Je sais de quelle couleur sont ses yeux même si je ne l’ai croisée qu’une fois. Je sais de quelle façon elle aime se coiffer. Je connais l’emplacement et la nature de ses tatouages. Il nous arrive, ses enfants et moi, de jouer à en incarner un; on vole au-dessus d’un lac et on fait miroiter nos ailes sous les rayons du soleil couchant.
Je connais sa date de fête et son âge. Ses filles et moi avons prévu une petite surprise. Nous penserons très certainement à elle le jour de son anniversaire. Je leur rappellerai d’appeler leur maman, si elles n’y pensent pas d’elles-mêmes, parce que je sais que le plus beau cadeau de fête pour une mère est d’entendre les rires de ses enfants.
Je connais ses projets de rénovation et la décoration actuelle de sa maison. Je sais quelles sont ses plantes préférées. Je sais tout cela parce que ses enfants me l’ont dit. Ils m’ont raconté ces détails de la personnalité de leur mère les yeux pétillants, les bras grands ouverts et le sourire fendu jusqu’aux oreilles.
Je connais son ancienne histoire d’amour. Je regarde des photos d’elle qui enlace mon amoureux, assise avec sa grande, pour apaiser son ennui. Je vois les épaules de mon chum encadrer les siennes. Je remarque ses yeux dans les siens.
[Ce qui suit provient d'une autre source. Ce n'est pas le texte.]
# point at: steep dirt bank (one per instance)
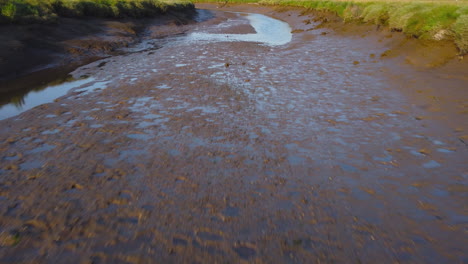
(240, 152)
(33, 54)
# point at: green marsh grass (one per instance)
(437, 20)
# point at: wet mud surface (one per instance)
(316, 151)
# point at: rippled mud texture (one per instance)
(32, 55)
(204, 152)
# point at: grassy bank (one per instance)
(435, 20)
(33, 11)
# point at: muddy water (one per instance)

J’arrive à ressentir à quel point mon homme a aimé cette femme. Je suis témoin de cet amour duquel sont nés de merveilleux enfants. Les jours où ils sont en colère l’un contre l’autre, je suis amère de voir mon chum ravagé de frustration et d’inquiétude envers sa fratrie.
Le soir, quand je m’endors, c’est d’elle que je rêve parfois. Le matin quand je me réveille, j’ai mal à l’amour. Ce n’est pas facile pour moi non plus, cette adaptation délicate. Je n’ai pas plus envie qu’elle soit toujours là, à planer au-dessus de ma tête. Ma nature inquiète est mise à mal et j’en souffre. Je promets que je ne tenterai pas pour autant d’éteindre la lumière qui émane de ses enfants quand ils me parlent de leur maman.
Je comprends que partager ses bébés avec une autre soit une étape extrêmement difficile. Je n’ai pas choisi de m’ingérer dans sa vie, mais lui, j’ai envie de le choisir. Je ne suis pas là pour la remplacer, je suis juste là. J’ai moi-même énormément souffert de ma propre séparation. Maintenant que j’ai retrouvé un peu de sérénité, je souhaite seulement qu’on me laisse exister.
Elle a un joli lilas dans sa cour arrière. J’en ai un aussi. Quand j’étais enfant, j’en coupais les branches pour les offrir en bouquet à ma mère. Elle le plaçait au centre de la table, ça annonçait le beau temps. Peut-être ses enfants feront-ils pareil afin que sa hargne prenne des airs de doux printemps.